Vishv: An organization grows full steam when employees are valued and feel a strong organizational commitment. Today, professionals aren’t just looking for an organization with a good growth trajectory. They want to work for an organization which is committed to its vision and core values and shares a strong sense of corporate responsibility – a company that cares about its causes.
Tony: It’s important to understand their current motivation, whether they are coming out of college, returning from a break in their careers or just pursuing a new passion. In North America, there is an emphasis – whether driven by corporate or societal culture – that you must go to college. We’re told at a young age that it’s a requirement to have a career. But making college table stakes comes at a (huge) cost to that individual or their family. So, compensation and benefits may be of importance to someone in their early career phase. However, if one did not have to accrue loan payments in order to go to college and meet that minimum hiring eligibility, they may be ready and motivated by career progression and working up the organization faster in their early career phase. For example, I did not grow up with the best financial situation in my family. That’s why eliminating my college debt early was a big focus for me. I wanted to prepare myself to buy a home and settle down one day while also preparing for my future. Then again, an early career professional may just want to learn everything they possibly can about the industry. That may be their motivation when choosing where to work. Giving them opportunities to learn and expand their knowledge would probably be very appreciated.

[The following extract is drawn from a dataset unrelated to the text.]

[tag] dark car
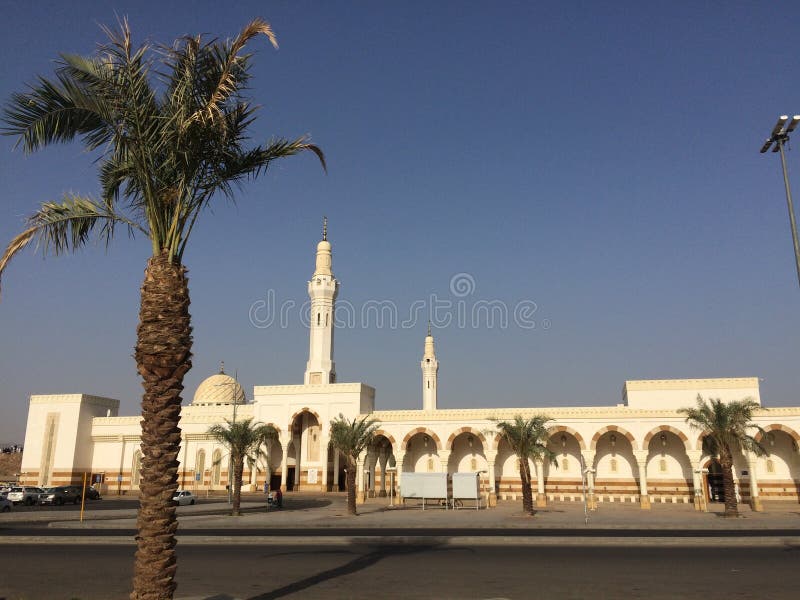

Gintare: Provide a culture where early career support is available and promoted to the whole diverse group of early career individuals and not only to interns or recent graduates. It is important to embrace that someone who comes back from a gap of employment, is joining a new industry or starting a new career path (i.e., from HR to marketing) can and will also benefit from early career support. Another point from the conversations that I had with other early career professionals: it is important that organizations acknowledge that there is no one right path in starting your career in a specific sector or industry. Transferable skills gained by early career individuals need to be celebrated. I know that from my experience – the Zebra and Reflexis teams celebrated mine.
Let’s make a pact right now to #BreakTheBias around who fits the definition of an “early career employee” and who needs our support to learn and thrive in their new roles. Let’s not limit anyone’s access to resources or growth potential. Join us as we work to #BuildToday the workforce that will #CreateTomorrow!